Coisas extremamente banais que me afligem #2

Qual é coisa qual é ela que uma vez depois de aberta só te apetece dar cabo dela?
Para aqueles que já se estavam para aí a rir e a pensarem que eu sou a javarda do costume estão enganados, porque eu também sei falar de assuntos sérios. Pois que eu, moça de nobres famílias estava a falar daquela coisa extremamente irritante que por mais que se abra, estique, encolha, vire para a esquerda ou para a direita nunca se consegue encaixar no sítio. E não, não estou a falar em preservativos. Vós sóis sempre a mesma coisa, assim nem dá para ter monólogos educativos que as vossas vozes mentais ecoam por esta blogoesfera e estragam-me o raciocínio!

Estou a falar das bulas! As bulas dos medicamentos são a minha terceira causa de pânico e que me faz perder a paciência. Normalmente começa sempre comigo muito calma a abrir muito devagarinho o papelinho ranhoso para não me perder nas 120 dobras que tem mas que acaba sempre com a minha pessoa a arrancar cabelos, a rasgar o papel e gritar aos sete ventos que vou pôr fim à minha vida! A seguir aos atacadores e às centopeias (ide ver aqui) é das coisas que mais me irrita. Juro que, às vezes, só para não ter de abrir aquela caixinha de pandora sinto-me instantaneamente curada de toda a qualquer maleita que possa ter só para não ter de tocar naquele bocadinho de papel demoníaco. Claro que, de vez em quando, fico pior com os nervos e tenho de tomar um Valdispert mas como nunca me lembro da dosagem tenho de ir à bula e fico na mesma.

Um dia destes ainda me dá uma ceninha má com estas pintelhices todas!

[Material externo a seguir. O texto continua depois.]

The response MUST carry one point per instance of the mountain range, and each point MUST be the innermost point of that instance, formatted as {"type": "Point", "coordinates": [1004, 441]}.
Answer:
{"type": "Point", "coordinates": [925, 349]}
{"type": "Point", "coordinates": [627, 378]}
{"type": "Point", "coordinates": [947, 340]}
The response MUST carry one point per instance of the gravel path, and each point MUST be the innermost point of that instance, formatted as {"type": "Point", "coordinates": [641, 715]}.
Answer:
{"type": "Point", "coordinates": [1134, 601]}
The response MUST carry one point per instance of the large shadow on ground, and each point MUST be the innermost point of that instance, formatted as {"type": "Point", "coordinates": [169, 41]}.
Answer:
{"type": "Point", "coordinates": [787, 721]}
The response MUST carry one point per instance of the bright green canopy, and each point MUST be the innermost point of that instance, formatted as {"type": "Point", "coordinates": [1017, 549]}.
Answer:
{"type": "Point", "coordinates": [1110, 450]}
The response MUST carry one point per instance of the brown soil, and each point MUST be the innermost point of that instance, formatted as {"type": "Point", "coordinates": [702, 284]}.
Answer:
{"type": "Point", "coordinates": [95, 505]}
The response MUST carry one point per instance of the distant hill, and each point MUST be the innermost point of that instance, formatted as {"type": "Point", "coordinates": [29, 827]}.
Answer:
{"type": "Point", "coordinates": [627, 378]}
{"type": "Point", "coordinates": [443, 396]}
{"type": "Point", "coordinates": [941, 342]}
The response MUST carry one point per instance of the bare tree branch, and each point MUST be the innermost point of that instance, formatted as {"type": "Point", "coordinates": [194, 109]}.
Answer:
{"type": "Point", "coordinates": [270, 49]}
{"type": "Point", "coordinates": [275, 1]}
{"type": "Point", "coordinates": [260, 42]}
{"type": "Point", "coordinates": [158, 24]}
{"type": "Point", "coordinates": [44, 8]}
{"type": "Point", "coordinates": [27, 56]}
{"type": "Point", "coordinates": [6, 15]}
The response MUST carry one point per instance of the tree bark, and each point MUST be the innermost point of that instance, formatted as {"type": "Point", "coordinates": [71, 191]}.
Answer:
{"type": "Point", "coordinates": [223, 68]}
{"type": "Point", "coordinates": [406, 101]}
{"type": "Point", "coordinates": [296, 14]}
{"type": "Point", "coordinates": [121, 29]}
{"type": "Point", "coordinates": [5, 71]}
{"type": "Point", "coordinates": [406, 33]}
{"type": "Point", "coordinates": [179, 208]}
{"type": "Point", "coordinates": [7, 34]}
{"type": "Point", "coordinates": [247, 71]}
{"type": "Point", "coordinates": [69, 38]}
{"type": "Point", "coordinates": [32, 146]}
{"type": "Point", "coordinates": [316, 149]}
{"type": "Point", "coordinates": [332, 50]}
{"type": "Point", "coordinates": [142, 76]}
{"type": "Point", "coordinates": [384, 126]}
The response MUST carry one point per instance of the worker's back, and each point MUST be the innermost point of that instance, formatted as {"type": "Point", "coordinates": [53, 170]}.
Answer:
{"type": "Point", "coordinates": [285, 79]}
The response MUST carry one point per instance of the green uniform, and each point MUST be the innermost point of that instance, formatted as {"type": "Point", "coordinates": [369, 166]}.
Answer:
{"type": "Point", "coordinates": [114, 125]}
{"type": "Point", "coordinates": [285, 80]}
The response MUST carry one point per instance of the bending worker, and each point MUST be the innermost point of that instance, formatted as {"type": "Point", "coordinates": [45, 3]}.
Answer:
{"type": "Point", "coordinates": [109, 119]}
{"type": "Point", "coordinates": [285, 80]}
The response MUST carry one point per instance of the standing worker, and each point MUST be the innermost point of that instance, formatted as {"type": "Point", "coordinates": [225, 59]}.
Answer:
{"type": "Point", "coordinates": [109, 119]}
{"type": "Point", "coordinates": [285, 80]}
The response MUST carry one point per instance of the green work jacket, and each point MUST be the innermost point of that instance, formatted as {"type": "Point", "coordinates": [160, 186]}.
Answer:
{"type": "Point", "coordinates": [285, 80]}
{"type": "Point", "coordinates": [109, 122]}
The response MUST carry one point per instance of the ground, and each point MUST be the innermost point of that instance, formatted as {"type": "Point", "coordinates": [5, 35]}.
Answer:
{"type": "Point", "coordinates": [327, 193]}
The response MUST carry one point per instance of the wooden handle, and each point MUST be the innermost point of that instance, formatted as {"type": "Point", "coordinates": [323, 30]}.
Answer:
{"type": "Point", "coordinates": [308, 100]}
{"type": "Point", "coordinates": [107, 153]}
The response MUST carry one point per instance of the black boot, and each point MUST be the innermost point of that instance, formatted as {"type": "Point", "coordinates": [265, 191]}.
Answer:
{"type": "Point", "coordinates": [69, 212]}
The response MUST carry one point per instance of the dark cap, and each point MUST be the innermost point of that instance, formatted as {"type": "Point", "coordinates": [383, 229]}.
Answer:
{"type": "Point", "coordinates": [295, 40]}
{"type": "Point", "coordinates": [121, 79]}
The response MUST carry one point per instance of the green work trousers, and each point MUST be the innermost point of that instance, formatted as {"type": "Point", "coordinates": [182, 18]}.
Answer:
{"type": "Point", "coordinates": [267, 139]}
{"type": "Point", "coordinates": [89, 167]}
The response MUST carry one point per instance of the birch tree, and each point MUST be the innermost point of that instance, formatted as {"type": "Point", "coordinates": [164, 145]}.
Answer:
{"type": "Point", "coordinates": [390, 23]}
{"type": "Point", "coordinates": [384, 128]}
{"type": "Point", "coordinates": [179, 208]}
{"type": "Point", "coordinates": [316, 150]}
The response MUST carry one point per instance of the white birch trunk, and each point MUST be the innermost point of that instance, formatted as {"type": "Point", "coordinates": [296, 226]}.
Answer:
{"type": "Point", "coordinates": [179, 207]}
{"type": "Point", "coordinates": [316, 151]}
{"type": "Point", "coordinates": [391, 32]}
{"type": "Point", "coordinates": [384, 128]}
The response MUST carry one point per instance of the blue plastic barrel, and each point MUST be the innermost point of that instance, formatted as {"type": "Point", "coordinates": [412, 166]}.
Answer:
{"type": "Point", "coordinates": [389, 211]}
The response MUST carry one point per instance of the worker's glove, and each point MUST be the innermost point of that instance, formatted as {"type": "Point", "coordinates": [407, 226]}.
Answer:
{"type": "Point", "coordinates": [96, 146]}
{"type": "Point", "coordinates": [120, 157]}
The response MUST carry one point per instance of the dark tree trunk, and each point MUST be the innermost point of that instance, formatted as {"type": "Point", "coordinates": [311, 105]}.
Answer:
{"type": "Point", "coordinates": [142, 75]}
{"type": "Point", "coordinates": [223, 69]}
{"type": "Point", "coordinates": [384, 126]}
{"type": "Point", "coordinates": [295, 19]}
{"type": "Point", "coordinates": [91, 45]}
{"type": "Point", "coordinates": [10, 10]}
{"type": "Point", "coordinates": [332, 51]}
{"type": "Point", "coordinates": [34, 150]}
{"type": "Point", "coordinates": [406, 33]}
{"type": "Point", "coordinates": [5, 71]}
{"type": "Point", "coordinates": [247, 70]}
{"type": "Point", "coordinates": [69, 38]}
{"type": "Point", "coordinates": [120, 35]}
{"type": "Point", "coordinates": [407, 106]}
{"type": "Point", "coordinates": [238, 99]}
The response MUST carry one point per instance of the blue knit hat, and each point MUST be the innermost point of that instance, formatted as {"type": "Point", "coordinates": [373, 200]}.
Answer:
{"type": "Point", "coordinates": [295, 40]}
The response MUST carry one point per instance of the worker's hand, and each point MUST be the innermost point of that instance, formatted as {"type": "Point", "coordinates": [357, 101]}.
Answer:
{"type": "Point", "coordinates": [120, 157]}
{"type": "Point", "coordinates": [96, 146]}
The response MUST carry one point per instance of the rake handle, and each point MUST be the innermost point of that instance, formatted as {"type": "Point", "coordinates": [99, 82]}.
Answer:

Coisas extremamente banais que me afligem #1

Ainda me lembro da altura em que eu era mais feliz era quando os ténis tinham velcro. Depois a moda acabou, ficaram os atacadores e partir daí eu nunca mais fui a mesma.
Há quem tenha medo de cobras e ratazanas, eu tenho de centopeias e de atacadores. Atrevo-me a dizer que os atacadores afligem-me ainda mais, porque se eu vir uma centopeia grito, dou-lhe com um pau e fujo. Com as atacadores é outra história, porque se desato a fugir eles vêm atrás de mim e eu sou mesmo obrigada a mexer neles, caso contrário ainda aterro no chão ou tenho um acidente de viação.
Então, sempre que compro uns ténis e os malditos vêm embrulhadinhos ao lado da sola eu já sei que tenho de ir tomar dois Valdispert e um chá de camomila para os nervos. Gostava de vos explicar melhor, mas a única coisa que consigo dizer é que o facto de ter de enfiar as pontas nos buraquinhos, puxá-los e sentir os ditos a passar nos orifícios é coisa para me fazer morder os lábios, começar com palpitações, suores frios e, se estiver em pé, uma quebra de tensão. Só de imaginar já começo a ficar nervosa. E depois ter de igualar as pontas em ambos os lados é outro drama.
Tivesse eu um puto e ele havia andar sempre de meias, ou então, tinha de ser uma criança prodígio e saber atar atacadores desde tenra idade, assim, ainda o explorava e ele atava os meus. Possivelmente o puto seria-me retirado pelas assistentes sociais mas antes isso do que mexer em atacadores.
É uma sensação equiparada a cortar papelão com uma faca. Estão a perceber?! Não? Então ficam na mesma. E ficam também a saber que eu tenho uns hábitos muito estranhos.